= Patamanta =

Town in Bolivia

Patamanta is a small town in Bolivia. It is the second largest town in the district of Pucarani in the province of Los Andes, and is located on the right bank of an inlet towards Lake Titicaca. The village is located on the Altiplano. It lies on the plateau between the Andean mountain ranges of the Cordillera Occidental in the west and the Cordillera Central in the east. Due to the historical population development, the region has a high proportion of Aymara people, with 96.7% of the population speaking the Aymara language. The population was 691 in 1992, increasing to 745 in 2001, and then 857 in 2012.

The region has a pronounced daytime climate in which the average temperature fluctuations are more evident during the day than during the course of the year.
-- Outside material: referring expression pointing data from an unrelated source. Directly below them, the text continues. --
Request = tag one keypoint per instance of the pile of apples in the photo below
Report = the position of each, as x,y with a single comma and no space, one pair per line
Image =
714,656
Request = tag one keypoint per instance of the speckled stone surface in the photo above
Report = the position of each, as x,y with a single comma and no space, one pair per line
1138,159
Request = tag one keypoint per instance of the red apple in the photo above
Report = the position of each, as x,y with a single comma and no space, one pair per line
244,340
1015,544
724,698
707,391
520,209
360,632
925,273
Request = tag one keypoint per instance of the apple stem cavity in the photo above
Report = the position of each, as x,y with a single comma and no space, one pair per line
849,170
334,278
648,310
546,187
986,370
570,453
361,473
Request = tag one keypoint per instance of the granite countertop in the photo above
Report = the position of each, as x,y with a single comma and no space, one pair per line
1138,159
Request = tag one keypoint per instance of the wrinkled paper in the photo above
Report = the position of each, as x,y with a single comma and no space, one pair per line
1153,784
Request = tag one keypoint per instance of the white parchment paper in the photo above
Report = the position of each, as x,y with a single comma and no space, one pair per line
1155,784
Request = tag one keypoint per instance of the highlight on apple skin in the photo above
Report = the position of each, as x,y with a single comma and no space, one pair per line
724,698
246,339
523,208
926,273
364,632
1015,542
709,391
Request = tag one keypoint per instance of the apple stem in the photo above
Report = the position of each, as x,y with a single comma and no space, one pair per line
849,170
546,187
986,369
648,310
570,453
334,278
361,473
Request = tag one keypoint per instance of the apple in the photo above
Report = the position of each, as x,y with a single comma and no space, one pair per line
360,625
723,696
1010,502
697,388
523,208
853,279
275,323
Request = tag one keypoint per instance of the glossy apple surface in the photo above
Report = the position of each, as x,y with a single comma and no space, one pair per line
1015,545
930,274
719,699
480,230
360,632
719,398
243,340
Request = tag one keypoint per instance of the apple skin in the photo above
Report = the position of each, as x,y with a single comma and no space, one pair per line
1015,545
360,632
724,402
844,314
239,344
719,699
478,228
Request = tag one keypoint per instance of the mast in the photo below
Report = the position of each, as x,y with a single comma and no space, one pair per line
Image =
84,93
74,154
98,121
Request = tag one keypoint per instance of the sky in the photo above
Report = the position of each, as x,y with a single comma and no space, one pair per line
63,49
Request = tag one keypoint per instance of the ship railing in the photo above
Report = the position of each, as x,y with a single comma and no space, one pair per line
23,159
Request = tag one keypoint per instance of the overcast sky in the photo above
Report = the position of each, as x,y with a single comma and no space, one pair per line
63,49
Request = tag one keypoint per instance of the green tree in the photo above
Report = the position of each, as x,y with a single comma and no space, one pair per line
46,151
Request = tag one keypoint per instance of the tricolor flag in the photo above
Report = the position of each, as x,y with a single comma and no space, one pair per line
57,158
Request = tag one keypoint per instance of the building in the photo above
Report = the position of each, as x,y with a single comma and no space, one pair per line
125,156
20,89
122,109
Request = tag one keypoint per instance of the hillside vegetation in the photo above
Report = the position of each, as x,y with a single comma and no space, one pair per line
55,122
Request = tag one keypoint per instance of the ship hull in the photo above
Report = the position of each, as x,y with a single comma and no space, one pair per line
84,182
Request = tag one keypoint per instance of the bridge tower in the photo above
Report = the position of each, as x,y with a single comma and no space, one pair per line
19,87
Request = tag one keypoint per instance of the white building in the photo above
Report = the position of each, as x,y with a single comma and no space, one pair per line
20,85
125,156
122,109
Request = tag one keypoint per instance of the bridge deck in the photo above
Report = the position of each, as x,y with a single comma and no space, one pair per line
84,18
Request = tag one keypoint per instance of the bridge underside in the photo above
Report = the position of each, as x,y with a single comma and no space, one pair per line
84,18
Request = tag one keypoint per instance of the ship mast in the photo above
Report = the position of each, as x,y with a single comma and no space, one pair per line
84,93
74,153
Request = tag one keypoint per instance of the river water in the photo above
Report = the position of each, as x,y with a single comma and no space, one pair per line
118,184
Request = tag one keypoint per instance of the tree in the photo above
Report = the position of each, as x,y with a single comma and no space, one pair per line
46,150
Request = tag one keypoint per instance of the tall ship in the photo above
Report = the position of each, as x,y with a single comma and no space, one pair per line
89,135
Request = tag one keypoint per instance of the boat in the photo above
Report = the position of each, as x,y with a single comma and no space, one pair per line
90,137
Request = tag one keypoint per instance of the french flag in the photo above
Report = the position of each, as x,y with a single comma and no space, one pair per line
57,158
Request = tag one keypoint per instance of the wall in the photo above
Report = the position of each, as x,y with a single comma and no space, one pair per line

The annual average temperature of the region is 9 °C, while the average monthly values fluctuate only slightly between 6 °C in July and 10 °C in November and December. The annual precipitation is about 600 mm, and the monthly precipitation is between less than 15 mm in the months of June to August and between 100 and 120 mm from December to February.

In December 2019, English travel vlogger Bald and Bankrupt's video about a trip to Patamanta was reported on by the Spanish-language branch of Gizmodo, who called it "more scary than entering Chernobyl". The video showed him informing a local woman that he was a tourist, prompting her to warn him that "they burn people" in the area. Two men later approached him, inspected his passport, and gave him 30 minutes to explore and then leave the area.